Think of an AI's context window like a desk. Everything the AI is thinking about — your conversation, your code, its instructions — has to fit on that desk. MCP, the protocol that lets AI tools talk to external servers, works like this: the moment you connect a server, it dumps the entire manual for every tool it offers onto that desk. All at once. Whether you need them or not.

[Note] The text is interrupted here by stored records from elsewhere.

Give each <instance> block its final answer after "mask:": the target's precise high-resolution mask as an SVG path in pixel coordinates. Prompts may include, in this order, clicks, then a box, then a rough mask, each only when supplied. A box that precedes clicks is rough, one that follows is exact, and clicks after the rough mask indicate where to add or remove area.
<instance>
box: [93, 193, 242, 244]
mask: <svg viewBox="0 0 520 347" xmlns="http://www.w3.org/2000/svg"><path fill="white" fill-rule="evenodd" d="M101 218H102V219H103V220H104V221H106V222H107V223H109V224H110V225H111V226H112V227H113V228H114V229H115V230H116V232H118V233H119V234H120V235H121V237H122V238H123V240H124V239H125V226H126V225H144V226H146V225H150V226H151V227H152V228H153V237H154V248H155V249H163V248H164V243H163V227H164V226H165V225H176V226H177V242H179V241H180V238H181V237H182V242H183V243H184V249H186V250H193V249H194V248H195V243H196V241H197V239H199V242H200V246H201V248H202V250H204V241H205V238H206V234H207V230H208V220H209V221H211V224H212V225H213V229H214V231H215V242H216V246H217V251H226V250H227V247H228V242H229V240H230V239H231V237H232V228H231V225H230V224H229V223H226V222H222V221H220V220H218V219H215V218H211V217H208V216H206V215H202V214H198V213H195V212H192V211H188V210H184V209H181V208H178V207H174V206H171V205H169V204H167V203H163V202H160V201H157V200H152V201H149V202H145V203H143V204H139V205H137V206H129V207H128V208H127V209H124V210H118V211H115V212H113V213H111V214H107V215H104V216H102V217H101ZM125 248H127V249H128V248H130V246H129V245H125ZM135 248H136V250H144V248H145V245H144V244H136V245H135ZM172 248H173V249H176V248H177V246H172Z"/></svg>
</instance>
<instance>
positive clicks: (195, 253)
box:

One server with six tools? Fine, that's a pamphlet. But connect five servers with fifty tools between them and you've just dropped a phone book on the desk. We're talking 30,000 to 60,000 tokens — up to 30% of the AI's working memory — consumed before you even ask a question.

It gets worse. Those tool definitions are full of repeated boilerplate. The owner parameter shows up in 60% of GitHub tools. The repo parameter in 65%. Same definition, copied and pasted dozens of times. It's like printing the same glossary in every chapter of a book.

And when a tool does run? It sends back everything. You asked for a file's status? Here's the full metadata, permissions, timestamps, and the kitchen sink. No way to say "just give me the short version."

The result: your AI starts strong, but as the conversation grows and context fills up, it loses track of what matters. Not because the model is bad, but because the protocol is wasteful.

What "Fixed" Looks Like

Imagine a different approach. Call it MCP Zero — zero tokens until you actually need them.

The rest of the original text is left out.